Я перестала скрывать злость, пропустила ее в свой взгляд.
– Натэниел мне говорил, что ты не видишь в нем
человека, не видишь личности. Я ему сказала, что он не прав. Что ты – моя
подруга, и что такого неуважения к нему не проявила бы. Кажется, это я была не
права.
Ронни не стала брать свои слова назад, не стала извиняться.
Она тоже разозлилась и стояла на своем:
– В прошлый раз, когда я здесь была, Натэниел был для
тебя пищей. Всего лишь пищей, а не любовью всей твоей жизни.
– Я не говорила, что он – любовь моей жизни. Да, он
сперва был моим pomme de sang, но это не значит…
Она перебила меня:
– То есть «яблоком крови»? Это же и значит pomme de
sang?
Я кивнула.
– Если бы ты была вампиром, то брала бы кровь у своего
стриптизерчика, но из-за того проклятого кровососа тебе приходится питаться
сексом. Сексом, о Господи! Сперва этот гад делает тебя своей шлюхой крови, а
потом ты становишься просто…
Она вдруг замолчала с пораженным, почти перепуганным
выражением на лице – будто знала, что слишком далеко зашла.
Я смотрела на нее холодными, ничего не выражающими глазами.
То есть выражающими, что моя злость из горячей стала холодной. А это всегда
плохой признак.
– Продолжай, Ронни. Скажи это слово.
– Я не хотела такого сказать, – прошептала она.
– Нет, – ответила я. – Хотела. Что теперь я
просто шлюха.
В голосе моем звучал тот же холод, что ощущали глаза.
Слишком много злости и слишком сильная обида, чтобы осталось что-то, кроме
холода. Горячая злость – иногда приятное ощущение, но холодная защищает лучше.
И тут она заплакала. Я смотрела на нее, онемев. Что за черт?
Мы ссоримся, нечего реветь в середине ссоры! Особенно когда это она вела себя
так грубо. Чтобы посчитать, сколько раз Ронни вообще при мне плакала, хватило
бы пальцев одной руки, и с запасом.
Я все еще злилась, но и недоумевала, а оттого злость чуть
поумерилась.
– Разве не мне здесь полагалось бы рыдать? –
спросила я, поскольку ничего другого на ум не пришло.
Я на нее злилась, и черт меня побери, если я собиралась
прямо сейчас ее утешать.
Она заговорила – заикающимся, неровным голосом, как бывает
после сильных рыданий.
– Прости меня, Анита.
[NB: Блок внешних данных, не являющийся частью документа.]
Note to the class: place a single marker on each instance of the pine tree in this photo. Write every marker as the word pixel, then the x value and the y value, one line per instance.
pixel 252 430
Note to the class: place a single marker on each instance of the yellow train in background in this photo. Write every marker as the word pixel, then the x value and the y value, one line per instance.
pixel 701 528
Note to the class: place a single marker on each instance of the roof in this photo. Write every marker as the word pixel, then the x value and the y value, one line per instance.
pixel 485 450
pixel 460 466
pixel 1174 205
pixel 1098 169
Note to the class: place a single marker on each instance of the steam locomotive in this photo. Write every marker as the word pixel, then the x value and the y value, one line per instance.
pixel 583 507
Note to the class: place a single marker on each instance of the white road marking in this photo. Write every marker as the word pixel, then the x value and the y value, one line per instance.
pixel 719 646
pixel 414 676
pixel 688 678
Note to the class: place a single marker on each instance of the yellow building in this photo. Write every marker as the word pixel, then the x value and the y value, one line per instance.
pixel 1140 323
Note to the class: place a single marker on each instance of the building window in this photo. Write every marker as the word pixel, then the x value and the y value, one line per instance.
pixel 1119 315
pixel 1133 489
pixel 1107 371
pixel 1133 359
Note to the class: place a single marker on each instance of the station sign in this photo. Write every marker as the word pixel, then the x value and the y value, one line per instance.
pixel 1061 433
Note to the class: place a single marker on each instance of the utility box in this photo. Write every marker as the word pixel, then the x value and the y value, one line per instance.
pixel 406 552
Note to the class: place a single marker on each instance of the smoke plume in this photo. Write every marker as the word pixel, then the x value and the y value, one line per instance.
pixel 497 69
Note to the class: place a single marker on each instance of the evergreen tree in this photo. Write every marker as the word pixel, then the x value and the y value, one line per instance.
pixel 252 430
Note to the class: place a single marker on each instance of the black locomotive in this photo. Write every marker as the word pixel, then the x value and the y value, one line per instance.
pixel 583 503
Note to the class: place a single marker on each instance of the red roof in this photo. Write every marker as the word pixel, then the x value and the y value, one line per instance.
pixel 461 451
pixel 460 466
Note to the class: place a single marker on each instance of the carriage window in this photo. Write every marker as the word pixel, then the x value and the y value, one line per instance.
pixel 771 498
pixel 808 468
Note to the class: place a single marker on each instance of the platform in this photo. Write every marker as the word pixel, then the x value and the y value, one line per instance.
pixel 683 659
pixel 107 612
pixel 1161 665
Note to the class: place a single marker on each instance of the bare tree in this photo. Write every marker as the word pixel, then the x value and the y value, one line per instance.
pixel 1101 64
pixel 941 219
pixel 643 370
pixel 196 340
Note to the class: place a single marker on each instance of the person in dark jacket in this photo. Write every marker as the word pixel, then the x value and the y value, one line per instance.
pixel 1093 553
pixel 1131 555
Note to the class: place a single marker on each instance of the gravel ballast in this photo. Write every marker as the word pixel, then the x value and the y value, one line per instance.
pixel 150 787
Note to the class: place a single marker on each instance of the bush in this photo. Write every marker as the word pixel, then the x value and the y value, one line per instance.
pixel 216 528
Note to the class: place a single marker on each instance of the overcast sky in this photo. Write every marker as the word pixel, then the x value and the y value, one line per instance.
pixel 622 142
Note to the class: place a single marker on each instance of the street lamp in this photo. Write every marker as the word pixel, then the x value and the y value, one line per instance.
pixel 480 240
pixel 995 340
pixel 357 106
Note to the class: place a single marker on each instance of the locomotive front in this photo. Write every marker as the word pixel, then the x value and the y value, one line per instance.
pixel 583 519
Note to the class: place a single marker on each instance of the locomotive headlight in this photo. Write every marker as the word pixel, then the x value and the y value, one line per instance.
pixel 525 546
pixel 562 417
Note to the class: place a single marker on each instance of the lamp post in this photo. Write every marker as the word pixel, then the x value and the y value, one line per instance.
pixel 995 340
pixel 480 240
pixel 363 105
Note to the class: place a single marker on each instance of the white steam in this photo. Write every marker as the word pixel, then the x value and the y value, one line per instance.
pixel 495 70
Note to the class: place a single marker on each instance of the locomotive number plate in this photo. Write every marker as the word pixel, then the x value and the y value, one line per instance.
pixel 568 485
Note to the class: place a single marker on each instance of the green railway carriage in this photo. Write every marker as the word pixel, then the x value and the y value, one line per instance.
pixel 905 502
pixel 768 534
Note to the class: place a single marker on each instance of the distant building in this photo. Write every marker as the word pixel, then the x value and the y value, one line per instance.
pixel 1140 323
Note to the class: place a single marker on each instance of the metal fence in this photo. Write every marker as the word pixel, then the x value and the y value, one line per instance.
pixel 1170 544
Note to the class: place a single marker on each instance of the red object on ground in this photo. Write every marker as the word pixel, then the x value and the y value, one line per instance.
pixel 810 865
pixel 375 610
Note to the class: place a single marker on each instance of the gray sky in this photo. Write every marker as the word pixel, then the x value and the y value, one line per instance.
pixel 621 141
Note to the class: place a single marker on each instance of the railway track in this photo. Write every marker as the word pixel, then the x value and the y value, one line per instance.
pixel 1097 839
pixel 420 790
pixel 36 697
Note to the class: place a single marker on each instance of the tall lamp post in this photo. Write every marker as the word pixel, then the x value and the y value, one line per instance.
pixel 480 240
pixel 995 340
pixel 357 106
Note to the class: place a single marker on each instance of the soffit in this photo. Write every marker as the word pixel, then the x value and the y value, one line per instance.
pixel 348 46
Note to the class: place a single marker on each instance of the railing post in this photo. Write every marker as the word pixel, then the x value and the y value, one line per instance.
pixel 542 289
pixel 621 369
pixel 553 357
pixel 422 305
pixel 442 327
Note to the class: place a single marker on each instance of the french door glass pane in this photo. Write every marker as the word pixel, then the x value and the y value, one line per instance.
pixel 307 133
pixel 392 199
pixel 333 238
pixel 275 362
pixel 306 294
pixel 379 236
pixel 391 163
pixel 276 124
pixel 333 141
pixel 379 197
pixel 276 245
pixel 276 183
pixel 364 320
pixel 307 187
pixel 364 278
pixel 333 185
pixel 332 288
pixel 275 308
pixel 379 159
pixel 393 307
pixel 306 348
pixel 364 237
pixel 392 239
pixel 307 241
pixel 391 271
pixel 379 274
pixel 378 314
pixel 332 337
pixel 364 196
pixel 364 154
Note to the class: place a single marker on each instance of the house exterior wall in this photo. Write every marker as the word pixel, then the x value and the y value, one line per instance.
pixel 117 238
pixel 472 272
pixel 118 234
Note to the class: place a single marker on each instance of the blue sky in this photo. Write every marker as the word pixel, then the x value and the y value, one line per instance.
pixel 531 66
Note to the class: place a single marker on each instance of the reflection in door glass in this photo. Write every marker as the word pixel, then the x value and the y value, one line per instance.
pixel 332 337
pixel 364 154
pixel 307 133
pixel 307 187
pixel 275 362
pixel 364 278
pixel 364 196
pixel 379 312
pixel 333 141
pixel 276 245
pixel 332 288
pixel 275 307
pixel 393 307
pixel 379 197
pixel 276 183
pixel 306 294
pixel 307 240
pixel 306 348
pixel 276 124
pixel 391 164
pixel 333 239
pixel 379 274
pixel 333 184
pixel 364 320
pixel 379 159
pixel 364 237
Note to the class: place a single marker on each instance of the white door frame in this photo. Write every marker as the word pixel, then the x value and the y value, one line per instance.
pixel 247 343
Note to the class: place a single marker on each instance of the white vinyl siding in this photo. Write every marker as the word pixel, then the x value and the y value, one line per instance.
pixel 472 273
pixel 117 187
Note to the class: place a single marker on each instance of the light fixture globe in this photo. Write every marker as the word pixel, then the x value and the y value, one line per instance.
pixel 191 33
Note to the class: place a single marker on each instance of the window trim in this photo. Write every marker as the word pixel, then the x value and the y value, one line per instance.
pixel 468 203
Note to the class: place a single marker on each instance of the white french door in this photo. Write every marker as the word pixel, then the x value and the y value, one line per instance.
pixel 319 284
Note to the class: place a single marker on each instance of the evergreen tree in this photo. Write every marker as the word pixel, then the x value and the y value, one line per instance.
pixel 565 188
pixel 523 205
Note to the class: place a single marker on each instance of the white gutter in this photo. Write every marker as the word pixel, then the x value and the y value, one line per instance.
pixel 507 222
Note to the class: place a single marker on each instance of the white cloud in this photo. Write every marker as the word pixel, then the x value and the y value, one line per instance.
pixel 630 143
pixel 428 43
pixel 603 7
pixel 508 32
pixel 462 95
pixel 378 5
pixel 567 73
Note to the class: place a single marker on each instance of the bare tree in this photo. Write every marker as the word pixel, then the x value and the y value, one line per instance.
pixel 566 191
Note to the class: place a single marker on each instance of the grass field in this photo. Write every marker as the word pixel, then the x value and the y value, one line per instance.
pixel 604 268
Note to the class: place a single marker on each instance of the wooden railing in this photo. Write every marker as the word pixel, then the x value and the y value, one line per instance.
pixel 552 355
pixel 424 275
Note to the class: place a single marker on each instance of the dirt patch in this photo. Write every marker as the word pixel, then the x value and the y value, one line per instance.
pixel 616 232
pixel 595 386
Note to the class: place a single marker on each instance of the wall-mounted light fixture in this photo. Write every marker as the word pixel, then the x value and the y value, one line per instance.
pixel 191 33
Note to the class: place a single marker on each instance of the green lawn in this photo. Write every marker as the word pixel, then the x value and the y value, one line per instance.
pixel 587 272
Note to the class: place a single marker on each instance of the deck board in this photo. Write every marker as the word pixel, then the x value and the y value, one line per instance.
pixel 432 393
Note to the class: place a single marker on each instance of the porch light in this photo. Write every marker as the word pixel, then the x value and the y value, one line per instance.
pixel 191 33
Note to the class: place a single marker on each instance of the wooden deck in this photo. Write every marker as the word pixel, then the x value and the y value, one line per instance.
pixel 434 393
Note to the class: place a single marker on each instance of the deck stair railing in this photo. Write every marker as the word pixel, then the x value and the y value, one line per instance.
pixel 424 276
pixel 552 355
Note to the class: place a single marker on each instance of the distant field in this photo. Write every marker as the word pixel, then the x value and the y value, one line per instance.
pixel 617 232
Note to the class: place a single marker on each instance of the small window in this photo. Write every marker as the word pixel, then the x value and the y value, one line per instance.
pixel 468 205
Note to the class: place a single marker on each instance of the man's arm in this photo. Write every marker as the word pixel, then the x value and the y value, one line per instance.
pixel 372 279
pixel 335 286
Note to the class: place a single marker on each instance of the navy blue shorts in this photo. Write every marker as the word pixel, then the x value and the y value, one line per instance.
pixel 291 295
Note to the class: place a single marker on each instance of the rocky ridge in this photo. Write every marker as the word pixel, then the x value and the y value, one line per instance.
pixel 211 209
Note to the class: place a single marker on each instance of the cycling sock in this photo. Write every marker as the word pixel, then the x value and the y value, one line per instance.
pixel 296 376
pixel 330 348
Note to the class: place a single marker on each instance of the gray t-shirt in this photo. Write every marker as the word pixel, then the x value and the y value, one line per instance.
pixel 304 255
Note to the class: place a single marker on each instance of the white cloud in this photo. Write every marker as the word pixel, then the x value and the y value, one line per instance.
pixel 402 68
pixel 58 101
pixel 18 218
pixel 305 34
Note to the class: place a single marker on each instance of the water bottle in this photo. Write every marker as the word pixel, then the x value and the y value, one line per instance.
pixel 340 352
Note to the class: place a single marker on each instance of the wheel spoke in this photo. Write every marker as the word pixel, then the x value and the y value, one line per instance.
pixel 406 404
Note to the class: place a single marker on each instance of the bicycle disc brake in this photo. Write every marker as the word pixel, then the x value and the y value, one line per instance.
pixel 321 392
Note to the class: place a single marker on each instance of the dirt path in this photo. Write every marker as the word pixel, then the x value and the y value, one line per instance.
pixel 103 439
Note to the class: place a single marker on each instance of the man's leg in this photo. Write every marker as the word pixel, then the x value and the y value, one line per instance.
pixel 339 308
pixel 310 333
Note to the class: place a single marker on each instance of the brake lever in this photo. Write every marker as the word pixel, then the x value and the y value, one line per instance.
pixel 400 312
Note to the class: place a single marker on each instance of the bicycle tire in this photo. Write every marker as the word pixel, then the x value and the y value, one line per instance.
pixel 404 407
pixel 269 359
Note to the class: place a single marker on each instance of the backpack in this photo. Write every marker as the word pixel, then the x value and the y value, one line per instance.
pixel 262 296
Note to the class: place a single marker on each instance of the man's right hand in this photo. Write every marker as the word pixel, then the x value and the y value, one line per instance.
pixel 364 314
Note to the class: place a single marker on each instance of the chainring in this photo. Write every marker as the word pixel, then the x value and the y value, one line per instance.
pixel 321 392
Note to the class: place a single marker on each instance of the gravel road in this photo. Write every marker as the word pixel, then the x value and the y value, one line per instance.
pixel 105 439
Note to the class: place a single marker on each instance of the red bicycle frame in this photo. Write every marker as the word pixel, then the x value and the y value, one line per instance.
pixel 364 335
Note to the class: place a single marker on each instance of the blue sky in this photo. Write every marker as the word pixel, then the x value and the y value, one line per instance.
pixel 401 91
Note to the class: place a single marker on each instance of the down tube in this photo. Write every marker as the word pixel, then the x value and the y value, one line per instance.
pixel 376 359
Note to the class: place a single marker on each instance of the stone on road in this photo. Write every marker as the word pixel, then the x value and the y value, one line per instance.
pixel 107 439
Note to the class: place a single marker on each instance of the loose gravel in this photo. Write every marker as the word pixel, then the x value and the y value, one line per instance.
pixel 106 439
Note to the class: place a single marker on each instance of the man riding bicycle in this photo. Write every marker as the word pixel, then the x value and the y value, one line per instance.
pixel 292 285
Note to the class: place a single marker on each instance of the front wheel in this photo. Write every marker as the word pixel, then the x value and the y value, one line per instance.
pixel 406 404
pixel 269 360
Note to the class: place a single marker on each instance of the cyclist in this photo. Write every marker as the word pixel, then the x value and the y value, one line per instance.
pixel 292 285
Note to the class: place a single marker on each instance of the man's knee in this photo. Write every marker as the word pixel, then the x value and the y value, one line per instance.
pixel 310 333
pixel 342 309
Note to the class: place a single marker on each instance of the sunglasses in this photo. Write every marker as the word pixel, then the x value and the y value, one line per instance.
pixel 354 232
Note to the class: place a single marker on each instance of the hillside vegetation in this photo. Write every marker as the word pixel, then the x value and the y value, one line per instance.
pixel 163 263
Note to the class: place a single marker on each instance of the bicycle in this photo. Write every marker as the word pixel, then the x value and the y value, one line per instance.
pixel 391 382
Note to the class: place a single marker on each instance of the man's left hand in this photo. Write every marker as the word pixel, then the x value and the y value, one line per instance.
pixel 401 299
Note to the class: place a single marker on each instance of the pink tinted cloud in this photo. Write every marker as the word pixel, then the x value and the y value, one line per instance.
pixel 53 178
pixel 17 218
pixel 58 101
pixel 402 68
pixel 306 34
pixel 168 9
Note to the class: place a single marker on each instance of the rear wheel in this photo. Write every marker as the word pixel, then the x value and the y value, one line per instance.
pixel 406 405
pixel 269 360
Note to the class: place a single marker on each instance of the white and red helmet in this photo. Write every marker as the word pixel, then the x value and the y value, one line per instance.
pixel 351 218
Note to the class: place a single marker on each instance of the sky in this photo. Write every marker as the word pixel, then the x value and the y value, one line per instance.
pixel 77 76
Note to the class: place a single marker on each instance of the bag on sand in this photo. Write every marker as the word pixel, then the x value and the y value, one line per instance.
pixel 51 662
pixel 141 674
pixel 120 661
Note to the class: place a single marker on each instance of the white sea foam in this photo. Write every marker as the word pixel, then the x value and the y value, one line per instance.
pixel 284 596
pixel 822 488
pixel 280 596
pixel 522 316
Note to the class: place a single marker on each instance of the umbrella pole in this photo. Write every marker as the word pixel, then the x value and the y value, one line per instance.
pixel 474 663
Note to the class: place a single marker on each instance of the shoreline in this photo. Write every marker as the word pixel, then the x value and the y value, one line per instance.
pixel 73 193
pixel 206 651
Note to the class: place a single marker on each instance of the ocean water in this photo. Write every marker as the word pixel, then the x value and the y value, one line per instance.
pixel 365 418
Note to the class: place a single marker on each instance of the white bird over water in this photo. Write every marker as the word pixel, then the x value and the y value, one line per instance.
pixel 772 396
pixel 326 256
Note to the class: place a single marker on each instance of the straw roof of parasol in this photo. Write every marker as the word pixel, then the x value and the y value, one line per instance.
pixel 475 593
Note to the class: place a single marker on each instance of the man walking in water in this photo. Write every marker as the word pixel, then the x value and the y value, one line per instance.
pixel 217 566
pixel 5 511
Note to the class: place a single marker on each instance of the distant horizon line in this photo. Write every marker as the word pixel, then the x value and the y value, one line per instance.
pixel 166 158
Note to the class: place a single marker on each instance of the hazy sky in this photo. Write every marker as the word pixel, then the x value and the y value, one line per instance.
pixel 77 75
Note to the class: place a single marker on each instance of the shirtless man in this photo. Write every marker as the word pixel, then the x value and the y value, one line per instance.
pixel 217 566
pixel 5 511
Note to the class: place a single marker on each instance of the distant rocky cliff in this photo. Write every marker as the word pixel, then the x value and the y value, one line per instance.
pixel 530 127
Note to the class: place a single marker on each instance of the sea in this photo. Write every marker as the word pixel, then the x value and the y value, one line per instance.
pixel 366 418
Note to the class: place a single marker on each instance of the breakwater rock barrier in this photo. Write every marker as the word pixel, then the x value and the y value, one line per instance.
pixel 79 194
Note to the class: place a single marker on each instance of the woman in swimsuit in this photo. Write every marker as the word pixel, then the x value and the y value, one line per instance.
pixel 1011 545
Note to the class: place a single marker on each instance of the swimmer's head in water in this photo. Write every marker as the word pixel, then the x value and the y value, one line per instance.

Ради Бога, прости меня. Я… я так
завидую…
Тут уж у меня глаза полезли на лоб.
– Ронни, о чем ты? Чему завидуешь?
– Мужчинам твоим, – ответила она тем же дрожащим,
неуверенным голосом. Как будто кто-то другой говорил, или такая Ронни, которую
она старалась людям не показывать. – Чертовым этим мужчинам. Мне придется
бросить всех, всех, кроме Луи. Он потрясающий, но черт меня побери, были же у
меня любовники! До трехзначных чисел дошло.